Anti-Drug Abuse Act
In 1986, President and Mrs. Reagan addressed the nation over their perceived threat of the current drug epidemic. The continuing War on Drugs led Congress to pass, in the wake of President Reagan’s address, the Anti-Drug Abuse Act of 1988, which largely changed the nature of the federal supervised release program, an alternative to incarceration, from one of rehabilitation into one of punishment. Additionally, the Anti-Drug Abuse Act of 1986 imposed mandatory sentences for drug possession.

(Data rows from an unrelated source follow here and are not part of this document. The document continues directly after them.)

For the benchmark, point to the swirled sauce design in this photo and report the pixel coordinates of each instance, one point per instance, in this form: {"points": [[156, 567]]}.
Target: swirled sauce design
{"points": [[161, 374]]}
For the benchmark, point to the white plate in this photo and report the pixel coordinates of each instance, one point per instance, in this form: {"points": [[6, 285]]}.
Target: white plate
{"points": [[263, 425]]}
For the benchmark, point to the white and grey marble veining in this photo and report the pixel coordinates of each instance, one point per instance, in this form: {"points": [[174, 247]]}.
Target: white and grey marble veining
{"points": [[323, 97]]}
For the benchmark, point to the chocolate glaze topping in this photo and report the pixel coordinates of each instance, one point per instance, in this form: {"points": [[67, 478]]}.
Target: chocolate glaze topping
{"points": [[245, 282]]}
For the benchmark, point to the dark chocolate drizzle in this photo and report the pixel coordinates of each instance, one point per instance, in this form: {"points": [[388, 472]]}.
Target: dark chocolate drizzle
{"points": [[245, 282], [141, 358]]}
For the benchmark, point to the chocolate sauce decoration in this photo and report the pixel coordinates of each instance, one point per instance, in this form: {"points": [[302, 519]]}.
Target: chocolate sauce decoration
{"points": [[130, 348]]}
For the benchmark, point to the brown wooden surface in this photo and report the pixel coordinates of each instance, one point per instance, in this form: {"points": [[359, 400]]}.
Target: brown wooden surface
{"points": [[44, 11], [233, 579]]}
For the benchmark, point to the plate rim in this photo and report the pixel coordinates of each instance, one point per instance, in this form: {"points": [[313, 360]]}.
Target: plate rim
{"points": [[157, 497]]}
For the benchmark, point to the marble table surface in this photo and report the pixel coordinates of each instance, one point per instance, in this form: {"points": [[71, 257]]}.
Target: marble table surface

The specific target of the Anti-Drug Abuse Act of 1986 was crack cocaine, which imposed stiffer penalties than much larger amounts of powder cocaine. Critics charged that the vast majority of offenders with crack cocaine were African American, while possessors of powder cocaine were overwhelmingly white. The Anti-Drug Abuse Act of 1986 was amended two years later, under the aptly-named Anti-Drug Abuse Act of 1988, which set the policy goal of a “drug-free America” and established the Office of National Drug Control Policy, led by the so-called “Drug Czar.”
Both of these laws were part of the ramped-up War on Drugs undertaken by the Reagan Administration in the 1980s. Much of the effort was led by Mrs. Reagan and her “Just Say No” campaign that sought to reach school children across the nation. Others believe that the entire effort has led to overwhelming incarceration rates in the United States.